A college visit forced Doyle to miss Rock North’s non-league game against Oley Valley.
“It was a totally different atmosphere,” Whalin said. “It really was. We were out of sync, and we didn’t know what to do.”
Although it might sound cliché, Doyle – according to the first-year coach – really is the consummate ‘All-American kid.’
“She’s smiling all the time, gets the good grades, is a popular kid at school and comes from a great family that’s very supportive,” Whalin said. “She’s the whole package. “
“She was truly everybody’s friend on the team,” Hamilton said. “She cheered everyone on.
“Having a player who has that attitude and the skill level she has – she was just a phenomenal leader all the time.”
Doyle joined the Phantastix club lacrosse team the summer after eighth grade. The groundwork was being laid for a collegiate career.
“Being part of a club team really helped with my college selection,” she said. “My coaches were awesome and made phone calls and helped us get in touch with coaches. My whole team was going through the same exact thing.
“In my sophomore year, we all had to make an athletic resume and started e-mailing a bunch of colleges. I always kept my options open.”
It was a visit to New Hampshire on Junior Day last January that all but sealed the deal for Doyle.
“I just fell in love with it,” she said. “I knew from then on that was it. After that, I pretty much had my heart set on New Hampshire.”
With one visit to the New England campus, Doyle’s college list went from six to one.
“They always say you know – it was the weirdest feeling,” she said. “As soon as I got there, I knew that’s where I wanted to be.
“The team is awesome. I’m absolutely in love with the coaches there.”
Doyle pays head coach Sandy Bridgeman the ultimate compliment by comparing the Wildcats’ coach to her first lacrosse coach under whose tutelage she developed her passion for the sport.
“She’s just awesome,” Doyle said. “She reminds me a lot of Dave Hurwitz.
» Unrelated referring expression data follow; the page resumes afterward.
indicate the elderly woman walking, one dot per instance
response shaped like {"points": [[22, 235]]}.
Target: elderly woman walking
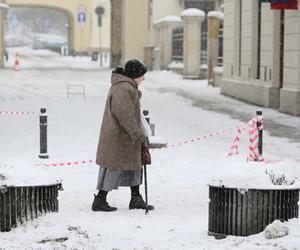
{"points": [[122, 138]]}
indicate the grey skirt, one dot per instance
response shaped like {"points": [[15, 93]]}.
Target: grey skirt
{"points": [[113, 179]]}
She’s serious, but it’s always about having fun and making sure you love the sport before anything else.
“There wasn’t any time throughout my entire youth career when we didn’t have fun.”
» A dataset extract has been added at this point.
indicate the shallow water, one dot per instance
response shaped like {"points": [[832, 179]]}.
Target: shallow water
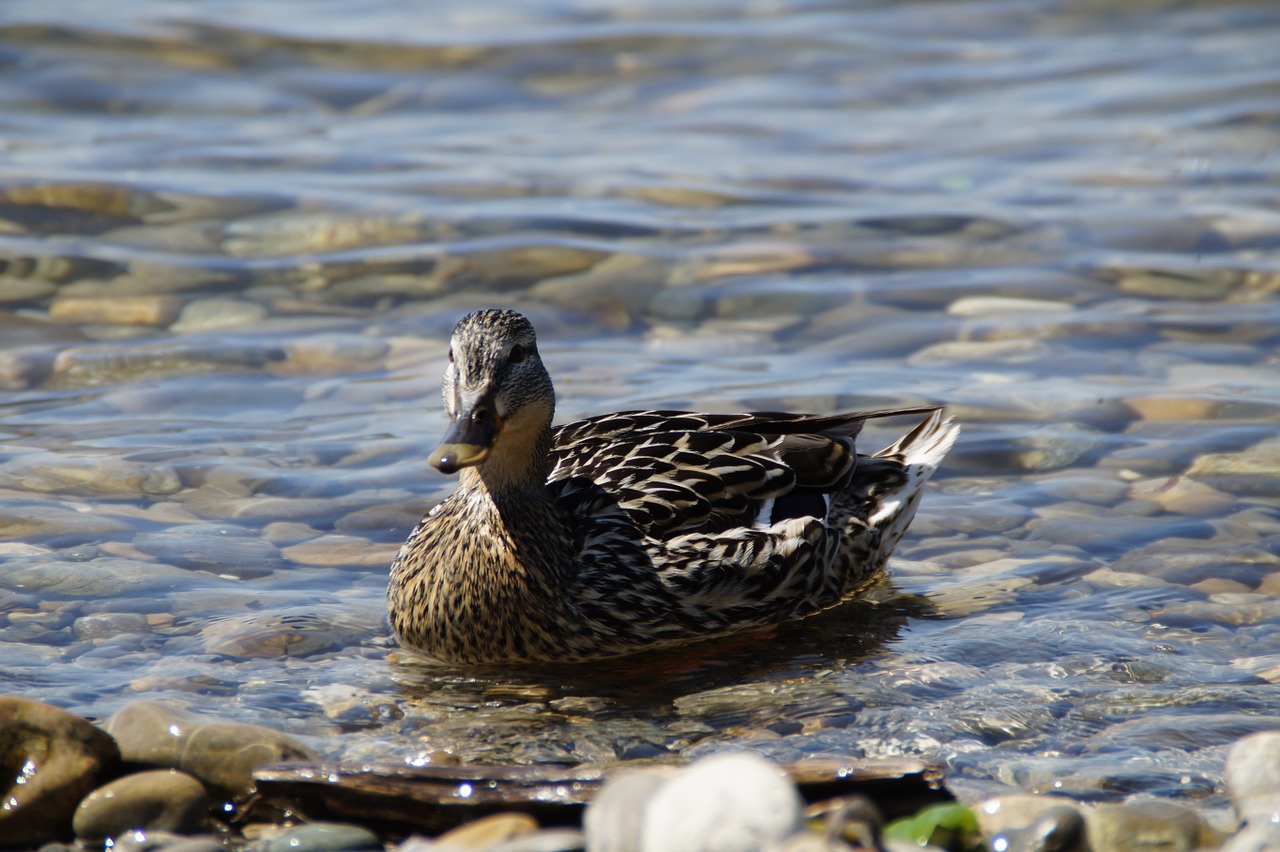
{"points": [[234, 241]]}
Doyle is uncertain of her major, but she has plenty of time to decide.
For now, she still has her final high school lacrosse season on the horizon, and if the past is any indication, she’ll be playing as if she still has a point to prove.
“She’s an amazing lacrosse player,” Whalin said. “She’s the type of person if she’s going to do something and put her name on it, she does it 100 percent all the time.”